After his death in 1796, aged 92, it passed to his son, Francis Eld (the last ‘e’ of the name having been abandoned), who also lived to a great age, dying in 1817 aged 87. By that time it seems that the house had been extended considerably with the addition of brick-built wings to either side of the original; the possible dates for these is considered later. Thomas Peploe Wood's watercolour of the front of Seighford Hall is the earliest known illustration of the property and is dated 1838 and may have been the source material of other illustrations. It shows the original timber-framed house presumably in something like its original condition. The framing pattern shown is similar, but by no means identical, to the present facade.

One obvious difference is the fact that the east gable of this range seems to be intact – with shallow jetties at first and attic floor levels; it is now of brick with painted framing.
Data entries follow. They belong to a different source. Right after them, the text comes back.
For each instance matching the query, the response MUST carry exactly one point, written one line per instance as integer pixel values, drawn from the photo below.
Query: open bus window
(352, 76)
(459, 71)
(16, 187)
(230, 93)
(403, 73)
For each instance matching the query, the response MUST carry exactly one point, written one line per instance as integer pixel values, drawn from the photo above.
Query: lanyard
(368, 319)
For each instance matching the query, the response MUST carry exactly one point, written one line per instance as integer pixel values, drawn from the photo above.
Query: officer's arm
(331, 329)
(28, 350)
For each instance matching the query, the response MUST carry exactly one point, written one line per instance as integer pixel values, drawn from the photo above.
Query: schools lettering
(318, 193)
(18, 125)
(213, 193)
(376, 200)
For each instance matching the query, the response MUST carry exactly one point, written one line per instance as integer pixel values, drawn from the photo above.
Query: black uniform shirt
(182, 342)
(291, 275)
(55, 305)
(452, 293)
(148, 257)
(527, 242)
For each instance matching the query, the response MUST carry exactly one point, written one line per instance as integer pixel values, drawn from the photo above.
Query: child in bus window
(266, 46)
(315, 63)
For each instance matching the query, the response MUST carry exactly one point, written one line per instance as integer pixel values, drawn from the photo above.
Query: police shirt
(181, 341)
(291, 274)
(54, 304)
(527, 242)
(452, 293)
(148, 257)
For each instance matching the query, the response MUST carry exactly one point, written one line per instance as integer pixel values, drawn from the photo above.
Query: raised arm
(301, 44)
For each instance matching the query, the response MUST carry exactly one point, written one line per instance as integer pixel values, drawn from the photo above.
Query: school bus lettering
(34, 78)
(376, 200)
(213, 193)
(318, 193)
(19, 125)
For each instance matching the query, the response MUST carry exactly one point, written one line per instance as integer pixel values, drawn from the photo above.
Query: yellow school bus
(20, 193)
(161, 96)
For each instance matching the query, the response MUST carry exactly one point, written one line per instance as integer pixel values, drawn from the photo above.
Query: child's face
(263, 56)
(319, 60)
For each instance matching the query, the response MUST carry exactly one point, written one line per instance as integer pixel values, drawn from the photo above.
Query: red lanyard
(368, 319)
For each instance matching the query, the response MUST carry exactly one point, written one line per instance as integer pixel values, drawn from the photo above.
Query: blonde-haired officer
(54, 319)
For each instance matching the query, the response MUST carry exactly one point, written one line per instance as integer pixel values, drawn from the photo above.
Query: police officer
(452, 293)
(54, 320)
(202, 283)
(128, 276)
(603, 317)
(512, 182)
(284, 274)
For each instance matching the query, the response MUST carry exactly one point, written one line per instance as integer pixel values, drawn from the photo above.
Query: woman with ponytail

The watercolour also shows that the ground and first floor windows were then large balanced sashes, obviously inserted, and that the attic windows were smaller. At ground floor level there are four curious projecting porches between the projecting wings. The sashes would suggest a Georgian modernisation of the property – possibly coinciding with the known Georgian additions to it. Seighford Hall was described in White's Directory of 1834 as ‘an ancient half-timbered house with modern wings, standing in a small but well-wooded park, on the west side of the village’.

In June 2020, Seighford Hall was acquired by the First Blue Group Limited.